- Ты это к чему, товарищ капитан?

- Поменяй кота на женщину, ящик на твое отсутствие, а разложение атомов на секунды. Уехал ты. И с каждой секундой твоя женщина любит тебя все меньше и меньше. Но ни в какой момент ты, наблюдатель с линии фронта, ни в какой момент ты не сможешь сказать: вот, разлюбила. Если ты уехал, то никогда не можешь сказать, любит она тебя или не любит. Да и она сама не знает. Ты все еще пишешь письма, чатишься в 'Контакте', и она тебе каждый день отписывает. Но она уже зажигает с другим на танцполе. Или на работе. Или в парке. Она в твоем ящике. И ты ничего не можешь сделать, только наблюдать.

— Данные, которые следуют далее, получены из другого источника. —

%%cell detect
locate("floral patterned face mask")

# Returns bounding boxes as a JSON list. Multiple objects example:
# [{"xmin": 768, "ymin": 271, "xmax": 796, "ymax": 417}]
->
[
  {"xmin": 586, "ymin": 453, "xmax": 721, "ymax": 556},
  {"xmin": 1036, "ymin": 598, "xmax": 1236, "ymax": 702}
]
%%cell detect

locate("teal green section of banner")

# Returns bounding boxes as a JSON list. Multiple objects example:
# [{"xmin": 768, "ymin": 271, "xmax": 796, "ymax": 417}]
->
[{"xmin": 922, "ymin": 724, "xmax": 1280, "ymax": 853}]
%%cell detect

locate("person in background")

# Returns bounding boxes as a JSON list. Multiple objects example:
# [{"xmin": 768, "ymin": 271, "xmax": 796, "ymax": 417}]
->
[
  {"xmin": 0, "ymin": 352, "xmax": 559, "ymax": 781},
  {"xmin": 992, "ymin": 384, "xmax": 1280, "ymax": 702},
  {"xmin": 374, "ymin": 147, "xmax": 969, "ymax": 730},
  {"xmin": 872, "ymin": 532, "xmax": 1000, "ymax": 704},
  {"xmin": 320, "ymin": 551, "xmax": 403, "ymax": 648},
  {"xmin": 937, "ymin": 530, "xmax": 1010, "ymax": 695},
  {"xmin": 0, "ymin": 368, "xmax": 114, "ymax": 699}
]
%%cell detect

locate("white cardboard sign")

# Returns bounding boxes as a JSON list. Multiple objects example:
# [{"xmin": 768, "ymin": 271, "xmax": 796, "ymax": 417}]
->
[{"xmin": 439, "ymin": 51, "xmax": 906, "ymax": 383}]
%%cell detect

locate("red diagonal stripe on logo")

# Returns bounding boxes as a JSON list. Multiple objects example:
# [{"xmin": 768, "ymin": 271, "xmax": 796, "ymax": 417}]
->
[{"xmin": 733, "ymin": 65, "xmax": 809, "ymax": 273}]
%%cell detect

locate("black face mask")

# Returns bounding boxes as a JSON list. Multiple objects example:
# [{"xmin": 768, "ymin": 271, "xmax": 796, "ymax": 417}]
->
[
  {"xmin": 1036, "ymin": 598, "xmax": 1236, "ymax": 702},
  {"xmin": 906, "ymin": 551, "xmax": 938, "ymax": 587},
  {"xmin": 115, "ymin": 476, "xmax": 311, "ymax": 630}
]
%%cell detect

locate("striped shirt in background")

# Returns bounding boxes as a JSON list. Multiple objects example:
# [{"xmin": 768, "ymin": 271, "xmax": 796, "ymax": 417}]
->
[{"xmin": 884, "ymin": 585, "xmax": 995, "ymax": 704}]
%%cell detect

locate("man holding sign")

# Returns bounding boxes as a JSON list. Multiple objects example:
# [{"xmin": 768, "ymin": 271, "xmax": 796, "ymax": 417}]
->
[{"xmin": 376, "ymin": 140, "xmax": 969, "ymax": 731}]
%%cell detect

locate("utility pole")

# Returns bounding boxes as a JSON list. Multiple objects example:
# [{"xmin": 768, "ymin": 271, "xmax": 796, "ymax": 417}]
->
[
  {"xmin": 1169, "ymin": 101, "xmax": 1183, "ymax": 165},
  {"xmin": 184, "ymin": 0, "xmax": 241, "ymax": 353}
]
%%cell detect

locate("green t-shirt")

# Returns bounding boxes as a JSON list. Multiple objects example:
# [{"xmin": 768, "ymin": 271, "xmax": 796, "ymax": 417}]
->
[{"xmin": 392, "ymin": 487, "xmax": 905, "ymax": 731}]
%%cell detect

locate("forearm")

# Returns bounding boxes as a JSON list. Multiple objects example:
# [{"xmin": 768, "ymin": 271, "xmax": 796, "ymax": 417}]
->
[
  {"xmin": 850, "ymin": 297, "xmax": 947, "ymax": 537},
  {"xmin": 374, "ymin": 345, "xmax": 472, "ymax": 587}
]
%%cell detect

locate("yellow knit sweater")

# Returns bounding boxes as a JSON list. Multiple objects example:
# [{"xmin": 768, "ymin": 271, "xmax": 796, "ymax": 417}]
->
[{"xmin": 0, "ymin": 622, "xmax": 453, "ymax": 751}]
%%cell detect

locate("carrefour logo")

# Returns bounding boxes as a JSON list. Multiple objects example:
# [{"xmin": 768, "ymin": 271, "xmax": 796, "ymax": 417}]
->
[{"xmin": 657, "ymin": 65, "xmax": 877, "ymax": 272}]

Хотя, можешь вернуться и залезть в этот душный ящик. И женщина Шредингера будет тебя любить. Любить и ненавидеть, за то, что ты залез ей под каблук, в этом тесном ящике. Впрочем, она будет тебя ненавидеть, если ты не вернешься.

- То есть, она в любом случае меня будет ненавидеть?

- Конечно. Она же женщина Шредингера. Ненависть ее качество априори.

- А любовь?

- А любовь только апостерирори.

- Не понял...

- Ненависть дается по определению, без опыта. А любовь дается только с опытом.

- Опять не понял, - честно сказал Воронцов.

- Ненавидеть очень легко, - сказал капитан Бек, осторожно объезжая очередную воронку на дороге. - Ненависть это скорость разложения.

- А любовь?

- Сам догадаешься?

- Скорость созидания?

- Нет. Длительность сохранения. Консервация склада с тушенкой - вот что есть любовь. Чем больше ты сохраняешь, тем больше любви в мире.

- Жадность, что ли? - хмыкнул Воронцов.

- Бережливость.

- Ну не все же женщины такие, как этот кот.

- - Все, дорогой мой, все. Женщина любит тебя, пока ты на нее смотришь. Стоит только отвернуться, - и Бек вздохнул.

- - Ну а те женщины, которые воюют? Здесь, в батальоне?

- - Так они за мужиками приехали. А ты как думал?

- Никак не думал, - неопределенно ответил Воронцов.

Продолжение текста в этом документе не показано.